Here are a few frequently asked questions along with our best attempts at answers for you to read. You can also download and print these questions and answers [pdf, 55kb]. If your question is not asked here, please feel free to contact us with it.

Q. This is called reading “one-to-one.” Does that mean it only works with one other person?
A. No, not really. If you are reading with a natural pair (e.g. married couple, best friends), reading with two or even more people is certainly useful. And especially in cases where the goal is training people to read with others rather than reading with non-Christians or young Christians, group work can be a really efficient way of reading. Just remember, the more you grow the group, the more you trade in each person’s ability to be in intimate dialogue with you. As such, we strongly urge you to keep the group as small as possible.

Q. It seems like there is a relational cost to asking somebody I know well. How do I get over the awkwardness of introducing this very concrete idea of how we should spend time?
A. This is an indication that the people with whom it is the hardest to get started are the people who are closest to us. First, we would encourage you to pray. Of course, pray that the person would be receptive. But also, pray that you would count the cost and willingly embrace the results either way. Second, we would encourage you to look for the right opportunity in the course of normal conversations rather than setting out to ask the person by the end of the week. Third, do everything you can (especially logistically) to protect the relationship and show the person that you are acting out of love.

Q. Do I need to be prepared to read one-to-one? Or can I handle it on the fly?
A. You can do it either way. There is some undeniable value to preparing. But most people do not want too much preparation. They might become suspicious of your agenda as being something different than simply reading the Bible. We would encourage you do some preparation or, at least, read the text. This will help you avoid “impressionistic” reading that distorts the text.
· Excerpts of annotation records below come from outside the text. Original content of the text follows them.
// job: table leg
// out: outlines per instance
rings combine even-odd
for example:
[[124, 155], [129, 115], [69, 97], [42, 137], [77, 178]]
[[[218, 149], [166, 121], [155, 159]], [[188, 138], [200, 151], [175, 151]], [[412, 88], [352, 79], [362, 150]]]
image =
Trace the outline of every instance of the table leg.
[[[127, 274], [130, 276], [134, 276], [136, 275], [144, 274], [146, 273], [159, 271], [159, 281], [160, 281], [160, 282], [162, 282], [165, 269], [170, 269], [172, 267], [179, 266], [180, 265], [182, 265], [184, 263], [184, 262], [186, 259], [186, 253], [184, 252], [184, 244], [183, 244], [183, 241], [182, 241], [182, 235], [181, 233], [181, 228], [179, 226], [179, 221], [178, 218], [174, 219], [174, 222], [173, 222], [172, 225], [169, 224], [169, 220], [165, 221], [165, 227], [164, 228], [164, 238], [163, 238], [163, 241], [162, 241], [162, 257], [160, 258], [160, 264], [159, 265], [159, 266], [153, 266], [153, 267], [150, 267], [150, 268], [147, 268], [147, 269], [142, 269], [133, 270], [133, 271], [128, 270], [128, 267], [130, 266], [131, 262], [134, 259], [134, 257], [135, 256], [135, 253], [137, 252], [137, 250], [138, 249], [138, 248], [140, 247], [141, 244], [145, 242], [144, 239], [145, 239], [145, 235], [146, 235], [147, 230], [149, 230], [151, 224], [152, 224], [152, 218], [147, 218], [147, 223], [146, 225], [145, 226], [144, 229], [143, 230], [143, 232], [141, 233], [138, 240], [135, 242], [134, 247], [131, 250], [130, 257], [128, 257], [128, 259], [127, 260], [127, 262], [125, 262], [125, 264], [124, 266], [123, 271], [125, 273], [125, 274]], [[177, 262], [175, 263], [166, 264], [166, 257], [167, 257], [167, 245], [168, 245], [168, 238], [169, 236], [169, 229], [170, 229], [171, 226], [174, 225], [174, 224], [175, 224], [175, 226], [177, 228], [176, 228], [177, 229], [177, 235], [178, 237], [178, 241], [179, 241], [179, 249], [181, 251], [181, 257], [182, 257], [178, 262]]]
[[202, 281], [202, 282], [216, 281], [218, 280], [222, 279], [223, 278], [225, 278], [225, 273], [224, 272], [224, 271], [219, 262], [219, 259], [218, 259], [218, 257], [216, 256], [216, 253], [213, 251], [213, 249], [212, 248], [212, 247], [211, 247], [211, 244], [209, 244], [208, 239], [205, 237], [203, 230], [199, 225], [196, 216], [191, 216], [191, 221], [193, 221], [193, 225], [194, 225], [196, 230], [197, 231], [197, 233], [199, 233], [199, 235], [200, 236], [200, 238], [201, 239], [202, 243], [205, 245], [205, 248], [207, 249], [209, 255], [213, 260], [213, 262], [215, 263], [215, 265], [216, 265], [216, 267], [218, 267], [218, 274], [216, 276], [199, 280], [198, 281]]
Also, the study questions in the book and on this website can serve as both preparation questions for you and discussion questions when you meet (or one or the other).

Q. Why do you start with the Gospel of Mark?
A. We like it because it is short and simple. Most people who have not spent a lot of time in the Bible really need something that has a simple structure and conclusion. It is also good, especially with non-Christians, to be in a Gospel. Of course, you will know what is the right book (or section of a book) to read with someone. So, go for it!

Q. Do I need to be connected in physical space in order to read the Bible one-to-one?
A. Not necessarily. We know of people who are reading one-to-one across the world, literally, using Internet video-conferencing tools (e.g. FaceTime, Skype). But this only really works on the basis of a previously established relationship. As long as you have the established relationship, you can definitely read one-to-one online.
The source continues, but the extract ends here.